André-Paul on twitter quoting Elad Gil:
One sign of raw product-market fit is when something has grown despite itself.
I love @eladgil’s definition of PMF because it really emphasizes the need to resist perfecting your product until you know that you’re building the right thing.
He is a famed angel investor, who has experienced first-party what success in tech startups looks like. In my mind, although he hasn’t framed it that way in the interview, he clearly is enumerating (in points #2, #3 e #4) ways to spot product-market fit.
Elad Gil: If I look back at data in terms of what has actually worked in the set of companies I’ve invested in —
- They have launched a product or at least had a crappy demo when they started raising money
And if the fact that they actually build something, even if it was awful, showed a mentality of going and building. So that’s one key thing. Just investing on a PowerPoint deck tends not to work well. Although I think I invested in OpenDoor and Wish before they had much built. But even then there was sort of something going on.
- Organic growth, even if it’s a very small base
Most early-stage investors really discount early tractions. They say, “well, that went from 100 to 120, to 150 over 2 or 3 months. Is that real?” But in reality, if something is growing 20-30% a month organically, just through word of mouth, usually there may actually be something there. So I think that’s a clear sign, even if it’s tiny numbers.

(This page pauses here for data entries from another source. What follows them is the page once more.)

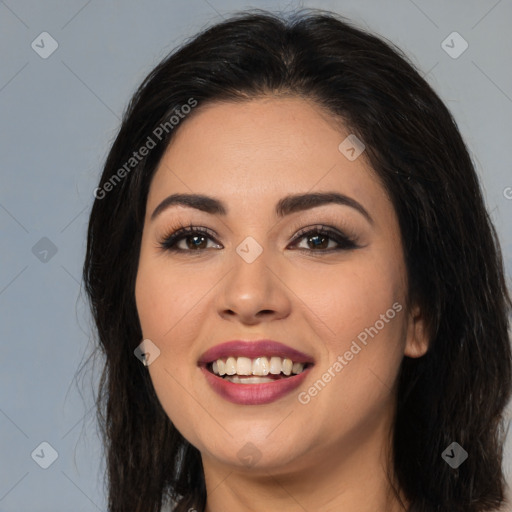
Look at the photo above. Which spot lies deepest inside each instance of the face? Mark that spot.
(326, 279)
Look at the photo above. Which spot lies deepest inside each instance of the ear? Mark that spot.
(417, 342)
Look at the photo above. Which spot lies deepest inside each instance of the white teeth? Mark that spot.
(230, 367)
(275, 365)
(287, 366)
(243, 366)
(249, 380)
(259, 366)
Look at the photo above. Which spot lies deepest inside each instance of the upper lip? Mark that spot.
(253, 349)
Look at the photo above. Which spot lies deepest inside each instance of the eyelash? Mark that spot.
(182, 232)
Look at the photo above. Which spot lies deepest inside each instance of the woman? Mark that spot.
(296, 285)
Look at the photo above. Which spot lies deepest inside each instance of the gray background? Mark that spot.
(59, 116)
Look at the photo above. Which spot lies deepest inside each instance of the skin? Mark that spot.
(332, 453)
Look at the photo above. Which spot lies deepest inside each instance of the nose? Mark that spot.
(254, 291)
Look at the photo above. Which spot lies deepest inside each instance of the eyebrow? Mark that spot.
(285, 206)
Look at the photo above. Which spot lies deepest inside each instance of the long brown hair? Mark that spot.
(456, 392)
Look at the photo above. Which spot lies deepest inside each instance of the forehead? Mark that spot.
(258, 150)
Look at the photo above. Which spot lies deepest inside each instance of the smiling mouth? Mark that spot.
(258, 370)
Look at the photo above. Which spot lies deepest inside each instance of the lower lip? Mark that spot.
(254, 394)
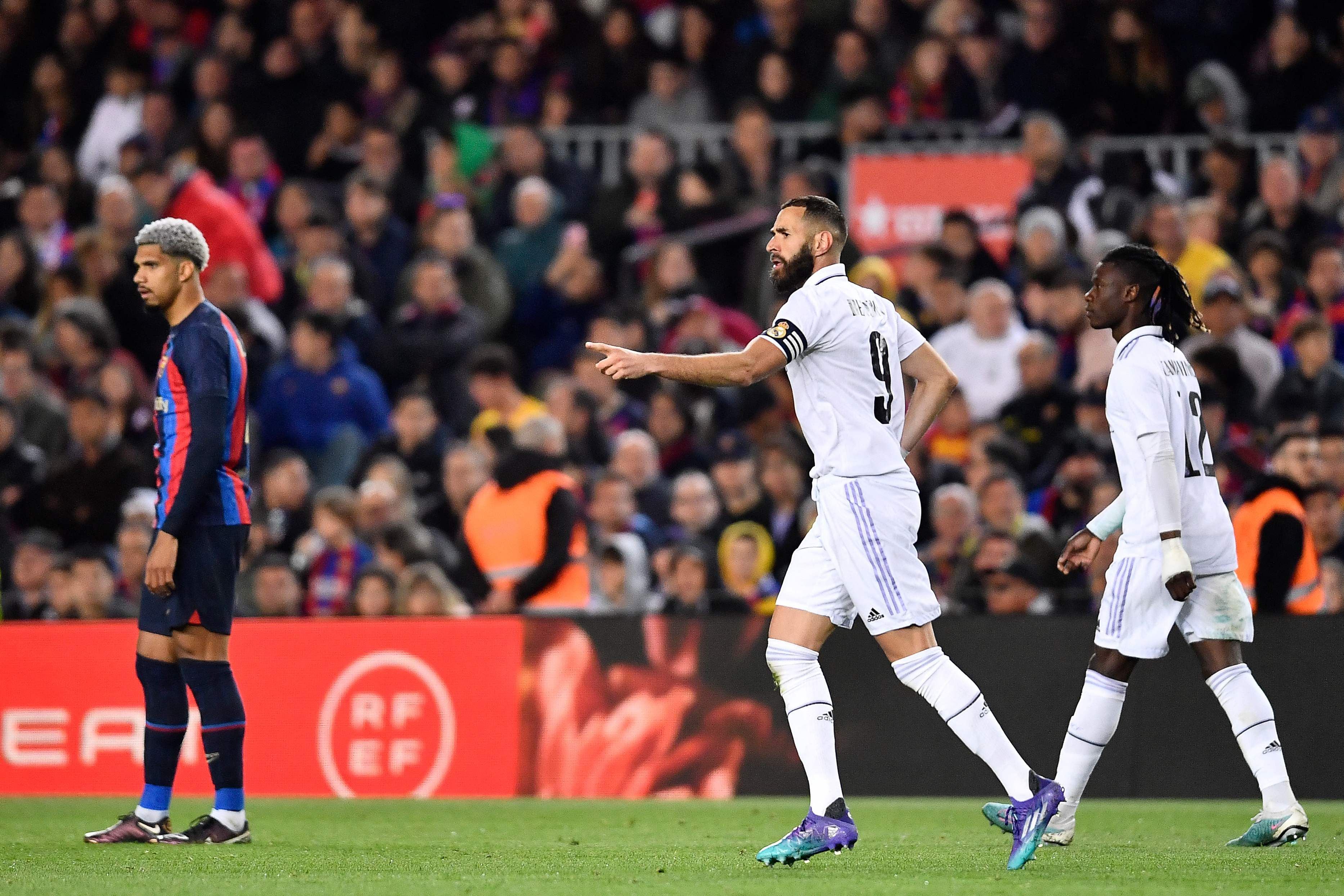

- On the enterprise/SaaS side, 1-2 major brands are using them that just found them randomly
That’s usually a very good sign. When I invested in PagerDuty, which is now a very successful company on the Ops/Infrastructure side, they had, I believe, Amazon and Apple as their customers. I don’t know if they still do, but, you know, they 7-8 years ago they did. They didn’t have a sales force, it was just 4 engineers. They were just getting traction because the product was so good that random people at big companies were finding it and adopting it, even if they were sort of overruling their own internal IT to do it.
- Utilization, even if the product is really broken
If something looks really janky — and, you’re like, how can anybody use this? — but people are still using it, there’s usually a very good sign. I’d say, for example, Snapchat in their early days was kind of like that. Most people even in that demographic didn’t get it and it was still just working, even though the UI was kind of rough, and tough to get into and everything else.
I mean, there are other obvious criteria, like talking to customers and seeing if there’s real traction, or looking at metrics, like negative churn. But in terms of the things that were just high-level data that I normally wouldn’t have looked at, those are the things that in hindsight really correlated.
Later in the same conversation, he adds another key point on product-market fit that may sound counter-intuitive to many people — but it does match with my own experience:
The other non-intuitive item is: in general, things that work tend to work early.
You always talk about people grinding for 5 years until it finally works. In enterprise or in highly regulated areas, where it takes time to build a product, that’s very true. But in many cases, if people need the product, the second the product is available, it kinds of starts moving.
You need to do some iteration to really get to escape velocity. But at least the very biggest things tend to work early.